I guess that’s OK, but I was skateboarding at 19.
Can you even kick flip?
I can tell you that we do extensive testing, we figured out how to objectively measure the code quality on certain benchmark problems, empirically it's extremely helpful nearly all the time.
But in the general case: it is not actually possible to guarantee this.
That's because whether a change improves the code often depends on information which is literally not present in the codebase.
Some of these are more trite. E.g.: whether a comment is helpful or redundant slop depends on the audience.
Some are deeper. E.g.: whether a piece of duplication is good or bad depends on the intent, and that is often impossible to recover from the source. https://www.pathsensitive.com/2018/01/the-design-of-software...
A simpler example: There's a function that's never called. Should it be deleted?
There's a number of factors outside the codebase that determine the answer. Including the obvious one "Not if your next prompt is going to start using it."

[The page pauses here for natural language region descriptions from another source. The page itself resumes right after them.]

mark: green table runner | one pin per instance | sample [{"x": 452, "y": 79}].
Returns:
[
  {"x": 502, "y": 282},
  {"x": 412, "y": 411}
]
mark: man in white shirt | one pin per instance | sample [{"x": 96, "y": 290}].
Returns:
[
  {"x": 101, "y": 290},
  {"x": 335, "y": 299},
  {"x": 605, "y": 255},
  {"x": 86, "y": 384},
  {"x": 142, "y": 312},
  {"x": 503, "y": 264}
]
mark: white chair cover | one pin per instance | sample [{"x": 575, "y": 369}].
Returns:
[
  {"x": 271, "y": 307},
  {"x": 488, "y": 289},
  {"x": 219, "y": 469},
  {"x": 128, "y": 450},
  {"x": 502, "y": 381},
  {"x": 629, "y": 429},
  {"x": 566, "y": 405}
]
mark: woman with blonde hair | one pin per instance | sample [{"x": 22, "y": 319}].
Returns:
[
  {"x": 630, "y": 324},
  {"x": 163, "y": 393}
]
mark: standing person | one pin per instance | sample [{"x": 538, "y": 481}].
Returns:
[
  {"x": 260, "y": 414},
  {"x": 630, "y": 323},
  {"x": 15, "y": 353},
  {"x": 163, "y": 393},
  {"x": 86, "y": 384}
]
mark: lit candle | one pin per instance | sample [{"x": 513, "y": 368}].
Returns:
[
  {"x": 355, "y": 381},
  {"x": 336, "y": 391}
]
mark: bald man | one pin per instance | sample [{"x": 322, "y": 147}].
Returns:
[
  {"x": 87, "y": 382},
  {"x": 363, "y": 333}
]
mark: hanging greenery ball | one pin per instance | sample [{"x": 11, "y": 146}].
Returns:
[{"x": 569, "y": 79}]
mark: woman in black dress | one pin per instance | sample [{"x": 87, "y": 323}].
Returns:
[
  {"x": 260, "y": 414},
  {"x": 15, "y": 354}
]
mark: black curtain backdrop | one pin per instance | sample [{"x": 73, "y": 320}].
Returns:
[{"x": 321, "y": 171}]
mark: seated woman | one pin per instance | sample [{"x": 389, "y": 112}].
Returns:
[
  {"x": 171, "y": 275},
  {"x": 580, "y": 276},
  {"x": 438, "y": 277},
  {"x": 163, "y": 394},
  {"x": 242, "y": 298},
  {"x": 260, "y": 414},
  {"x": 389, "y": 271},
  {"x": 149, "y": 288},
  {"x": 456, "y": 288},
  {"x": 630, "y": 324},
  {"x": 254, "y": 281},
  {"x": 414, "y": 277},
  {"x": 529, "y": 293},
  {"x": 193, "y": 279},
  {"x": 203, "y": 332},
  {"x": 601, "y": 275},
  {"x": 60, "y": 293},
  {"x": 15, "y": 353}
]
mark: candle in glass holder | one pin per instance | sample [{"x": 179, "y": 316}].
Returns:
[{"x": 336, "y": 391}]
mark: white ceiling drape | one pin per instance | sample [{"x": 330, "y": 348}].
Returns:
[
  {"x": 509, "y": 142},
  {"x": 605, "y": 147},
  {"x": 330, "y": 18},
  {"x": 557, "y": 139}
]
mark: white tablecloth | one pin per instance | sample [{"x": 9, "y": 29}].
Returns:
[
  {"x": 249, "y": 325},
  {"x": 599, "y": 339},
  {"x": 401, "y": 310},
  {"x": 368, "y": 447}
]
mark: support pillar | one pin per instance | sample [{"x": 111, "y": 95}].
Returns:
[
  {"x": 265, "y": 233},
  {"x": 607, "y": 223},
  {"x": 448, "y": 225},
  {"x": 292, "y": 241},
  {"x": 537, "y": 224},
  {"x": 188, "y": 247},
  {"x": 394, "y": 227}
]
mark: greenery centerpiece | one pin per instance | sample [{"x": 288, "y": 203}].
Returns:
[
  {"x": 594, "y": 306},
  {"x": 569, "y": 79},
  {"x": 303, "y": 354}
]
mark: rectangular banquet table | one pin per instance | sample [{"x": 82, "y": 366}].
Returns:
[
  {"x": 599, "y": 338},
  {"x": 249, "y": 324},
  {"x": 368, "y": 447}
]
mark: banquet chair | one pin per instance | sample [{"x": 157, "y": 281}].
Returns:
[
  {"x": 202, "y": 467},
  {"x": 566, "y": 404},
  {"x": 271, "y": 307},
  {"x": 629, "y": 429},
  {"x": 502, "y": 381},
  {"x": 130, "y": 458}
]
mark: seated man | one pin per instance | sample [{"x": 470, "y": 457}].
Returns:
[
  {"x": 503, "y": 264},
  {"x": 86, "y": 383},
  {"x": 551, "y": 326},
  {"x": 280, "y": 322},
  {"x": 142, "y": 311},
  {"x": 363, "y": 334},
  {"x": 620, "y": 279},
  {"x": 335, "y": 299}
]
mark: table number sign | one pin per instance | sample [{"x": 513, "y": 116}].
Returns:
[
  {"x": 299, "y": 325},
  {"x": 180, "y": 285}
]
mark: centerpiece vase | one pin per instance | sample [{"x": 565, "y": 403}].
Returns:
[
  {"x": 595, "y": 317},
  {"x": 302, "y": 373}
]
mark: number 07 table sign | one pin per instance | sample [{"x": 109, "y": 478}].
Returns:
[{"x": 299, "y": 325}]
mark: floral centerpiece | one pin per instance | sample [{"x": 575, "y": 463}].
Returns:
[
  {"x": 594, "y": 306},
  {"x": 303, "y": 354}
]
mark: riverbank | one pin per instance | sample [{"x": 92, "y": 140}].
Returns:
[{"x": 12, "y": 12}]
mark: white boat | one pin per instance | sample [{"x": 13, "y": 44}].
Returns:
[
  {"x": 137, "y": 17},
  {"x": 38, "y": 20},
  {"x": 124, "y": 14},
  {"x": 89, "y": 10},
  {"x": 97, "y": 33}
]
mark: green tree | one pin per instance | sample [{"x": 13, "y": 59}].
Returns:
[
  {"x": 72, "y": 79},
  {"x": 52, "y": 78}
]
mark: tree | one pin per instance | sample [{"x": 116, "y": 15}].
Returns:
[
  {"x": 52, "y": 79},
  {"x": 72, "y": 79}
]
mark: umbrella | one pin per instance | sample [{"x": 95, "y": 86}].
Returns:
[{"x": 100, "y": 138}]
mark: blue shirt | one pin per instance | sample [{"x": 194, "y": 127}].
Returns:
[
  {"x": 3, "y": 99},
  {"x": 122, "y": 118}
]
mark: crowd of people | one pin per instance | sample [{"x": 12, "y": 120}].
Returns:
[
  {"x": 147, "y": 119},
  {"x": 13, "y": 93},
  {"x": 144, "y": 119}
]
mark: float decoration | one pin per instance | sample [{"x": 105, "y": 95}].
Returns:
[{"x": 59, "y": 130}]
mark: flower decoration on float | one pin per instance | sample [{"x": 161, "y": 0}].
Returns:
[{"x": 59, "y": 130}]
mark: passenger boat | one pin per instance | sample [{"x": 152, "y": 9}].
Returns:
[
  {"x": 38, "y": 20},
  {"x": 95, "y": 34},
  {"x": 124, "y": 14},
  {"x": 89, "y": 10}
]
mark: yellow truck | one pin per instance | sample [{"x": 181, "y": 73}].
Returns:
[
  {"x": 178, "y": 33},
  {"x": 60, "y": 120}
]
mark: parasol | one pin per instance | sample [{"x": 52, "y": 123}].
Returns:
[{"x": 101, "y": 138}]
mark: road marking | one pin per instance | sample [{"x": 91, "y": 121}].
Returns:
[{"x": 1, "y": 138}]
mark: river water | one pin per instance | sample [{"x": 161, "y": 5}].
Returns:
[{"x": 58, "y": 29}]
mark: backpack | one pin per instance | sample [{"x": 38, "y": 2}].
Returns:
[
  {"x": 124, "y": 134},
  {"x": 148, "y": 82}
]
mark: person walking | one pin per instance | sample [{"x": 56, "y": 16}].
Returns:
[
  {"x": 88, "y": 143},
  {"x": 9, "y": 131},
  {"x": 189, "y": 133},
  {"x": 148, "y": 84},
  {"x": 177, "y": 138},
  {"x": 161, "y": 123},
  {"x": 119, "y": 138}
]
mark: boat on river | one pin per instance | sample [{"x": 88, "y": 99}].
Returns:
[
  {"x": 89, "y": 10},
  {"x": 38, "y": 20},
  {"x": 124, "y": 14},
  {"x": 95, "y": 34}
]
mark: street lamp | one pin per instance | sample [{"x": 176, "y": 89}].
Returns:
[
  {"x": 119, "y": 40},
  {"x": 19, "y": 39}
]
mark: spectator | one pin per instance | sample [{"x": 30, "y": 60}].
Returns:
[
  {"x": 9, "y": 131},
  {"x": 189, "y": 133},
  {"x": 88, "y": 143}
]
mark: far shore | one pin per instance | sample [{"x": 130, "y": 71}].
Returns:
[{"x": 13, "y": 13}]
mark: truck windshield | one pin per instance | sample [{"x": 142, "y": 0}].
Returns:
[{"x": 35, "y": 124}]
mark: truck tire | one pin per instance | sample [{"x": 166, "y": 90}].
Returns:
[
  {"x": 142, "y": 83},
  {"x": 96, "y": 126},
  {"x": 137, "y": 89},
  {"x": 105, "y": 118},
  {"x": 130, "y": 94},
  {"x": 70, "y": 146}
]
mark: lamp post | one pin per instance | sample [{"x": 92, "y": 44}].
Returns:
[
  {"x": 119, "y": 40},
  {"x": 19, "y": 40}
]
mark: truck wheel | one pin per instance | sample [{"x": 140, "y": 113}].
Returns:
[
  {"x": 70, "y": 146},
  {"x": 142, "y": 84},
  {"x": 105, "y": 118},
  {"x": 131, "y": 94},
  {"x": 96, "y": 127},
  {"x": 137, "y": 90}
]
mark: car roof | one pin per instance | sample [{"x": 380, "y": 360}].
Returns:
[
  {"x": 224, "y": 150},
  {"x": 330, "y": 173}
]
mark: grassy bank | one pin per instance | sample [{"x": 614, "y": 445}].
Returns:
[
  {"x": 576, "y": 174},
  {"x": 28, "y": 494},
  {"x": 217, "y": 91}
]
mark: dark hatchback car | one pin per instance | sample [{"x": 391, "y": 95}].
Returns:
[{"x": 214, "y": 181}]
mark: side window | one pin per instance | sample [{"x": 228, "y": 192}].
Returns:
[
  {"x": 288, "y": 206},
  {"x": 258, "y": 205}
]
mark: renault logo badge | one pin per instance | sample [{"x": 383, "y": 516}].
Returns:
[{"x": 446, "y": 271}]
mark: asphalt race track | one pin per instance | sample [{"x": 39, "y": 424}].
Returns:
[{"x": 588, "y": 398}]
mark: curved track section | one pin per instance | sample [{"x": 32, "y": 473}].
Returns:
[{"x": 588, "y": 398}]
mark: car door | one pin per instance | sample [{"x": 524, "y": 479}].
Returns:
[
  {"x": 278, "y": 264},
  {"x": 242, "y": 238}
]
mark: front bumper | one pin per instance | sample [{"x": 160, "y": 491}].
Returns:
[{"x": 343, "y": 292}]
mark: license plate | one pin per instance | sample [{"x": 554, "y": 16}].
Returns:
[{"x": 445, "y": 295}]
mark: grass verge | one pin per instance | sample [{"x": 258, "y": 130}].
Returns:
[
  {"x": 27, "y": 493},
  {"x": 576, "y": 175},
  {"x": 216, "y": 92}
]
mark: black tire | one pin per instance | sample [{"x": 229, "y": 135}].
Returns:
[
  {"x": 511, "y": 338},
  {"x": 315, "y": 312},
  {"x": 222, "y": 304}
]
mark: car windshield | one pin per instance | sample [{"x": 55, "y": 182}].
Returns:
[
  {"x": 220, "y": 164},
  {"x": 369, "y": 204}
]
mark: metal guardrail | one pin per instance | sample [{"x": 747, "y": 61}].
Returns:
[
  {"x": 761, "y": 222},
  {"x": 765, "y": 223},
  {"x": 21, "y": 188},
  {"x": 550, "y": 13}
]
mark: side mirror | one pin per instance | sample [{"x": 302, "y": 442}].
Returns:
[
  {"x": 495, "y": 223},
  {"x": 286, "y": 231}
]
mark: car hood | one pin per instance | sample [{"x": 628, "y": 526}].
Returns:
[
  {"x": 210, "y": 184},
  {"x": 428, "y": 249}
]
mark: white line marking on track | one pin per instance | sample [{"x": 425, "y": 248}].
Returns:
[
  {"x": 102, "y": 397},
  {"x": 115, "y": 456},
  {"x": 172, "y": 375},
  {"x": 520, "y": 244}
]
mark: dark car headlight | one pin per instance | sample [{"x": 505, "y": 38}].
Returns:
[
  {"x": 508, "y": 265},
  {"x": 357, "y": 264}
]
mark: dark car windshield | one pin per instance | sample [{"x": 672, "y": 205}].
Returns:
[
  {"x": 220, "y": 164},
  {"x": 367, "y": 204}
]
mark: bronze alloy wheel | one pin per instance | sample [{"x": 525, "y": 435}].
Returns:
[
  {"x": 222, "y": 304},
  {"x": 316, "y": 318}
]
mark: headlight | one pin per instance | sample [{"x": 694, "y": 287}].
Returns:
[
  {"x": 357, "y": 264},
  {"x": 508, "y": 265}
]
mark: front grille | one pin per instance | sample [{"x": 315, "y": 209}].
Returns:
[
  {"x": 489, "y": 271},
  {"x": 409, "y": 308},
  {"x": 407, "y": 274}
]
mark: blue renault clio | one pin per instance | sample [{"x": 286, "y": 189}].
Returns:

It's pretty expensive to measure even for small programs. It's also more of a relative than an absolute measure, i.e.: it scores two variants of the same codebase, but the raw scores aren't very meaningful on their own. So our goal had been to use this in the benchmark set we're working on when we release a standalone refactoring product.
But the more I think about this suggestion, the more I think: "Hmmm, why not?"
The most difficult code in the 1.0 release is some gymnastics to avoid the appearance of a concurrency conflict with a user running their own jj commands, made at the request of the person who introduced me to jj.